Bankers' Trillion-Dollar Crime Scene

An Illegal Bank is the Second-largest Holder of U.S. Treasury Securities

April 27, 2010

fauxcapitalist - From the U.S. Treasury Department’s latest numbers of major foreign holders of treasury securities, we see that China owned $877.5 billion and Japan owned $768.50 billion in February 2010.

From their historical data, we see that China overtook Japan as the largest foreign holder of treasury securities as recently as September 2008, the month that the world’s economic system was thrown into turmoil by the collapse of Lehman Brothers and the stock and real estate market.

However, Japan isn’t the second-largest holder of U.S. treasury securities — the privately owned Federal Reserve Bank of New York is. That is, one of the 12 member banks of the illegal privately owned Federal Reserve System of the United States.

From their official numbers on April 21, 2010, they owned $771.57 billion in U.S. treasury securities — $3 billion more than Japan did in February.

Their parent organization, the Federal Reserve, lies about interest-free United States Notes, the currency that Congress issued to fund the Civil War, when the bankers were demanding 20-30% interest.

While United States Notes didn’t benefit the bankers, they clearly benefitted the American people by not having to pay any interest during their entire lifetime, including to this very day.
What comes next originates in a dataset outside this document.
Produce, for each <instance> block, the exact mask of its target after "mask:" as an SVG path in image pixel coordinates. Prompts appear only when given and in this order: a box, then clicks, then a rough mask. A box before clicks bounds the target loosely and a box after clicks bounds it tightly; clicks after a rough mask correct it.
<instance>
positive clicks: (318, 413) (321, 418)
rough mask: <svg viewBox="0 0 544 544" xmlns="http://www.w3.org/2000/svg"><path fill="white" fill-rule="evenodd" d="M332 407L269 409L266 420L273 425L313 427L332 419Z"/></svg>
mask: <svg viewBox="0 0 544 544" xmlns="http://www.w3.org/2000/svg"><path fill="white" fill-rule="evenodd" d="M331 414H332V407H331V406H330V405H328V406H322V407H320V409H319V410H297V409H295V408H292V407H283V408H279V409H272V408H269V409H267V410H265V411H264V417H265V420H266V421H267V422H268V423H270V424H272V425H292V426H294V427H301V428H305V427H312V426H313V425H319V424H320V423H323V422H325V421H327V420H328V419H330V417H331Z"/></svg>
On the other hand, the Federal Reserve Bank of New York is receiving interest from their $771 billion in treasury securities, and as a member bank of the Federal Reserve, it receives a 6% annual dividend on its stock in the Federal Reserve System, with the proceeds going to private interests.

Even calculating with the current all-time low Federal Funds Rate of 0.25% on all the bank’s $771 billion in treasury securities, that’s nearly $2 billion a year in interest that could be saved by this and future generations, which will be compounded every year, and will reach $15-50 billion when annual interest rates reach a more historically recent level of between 2-6%.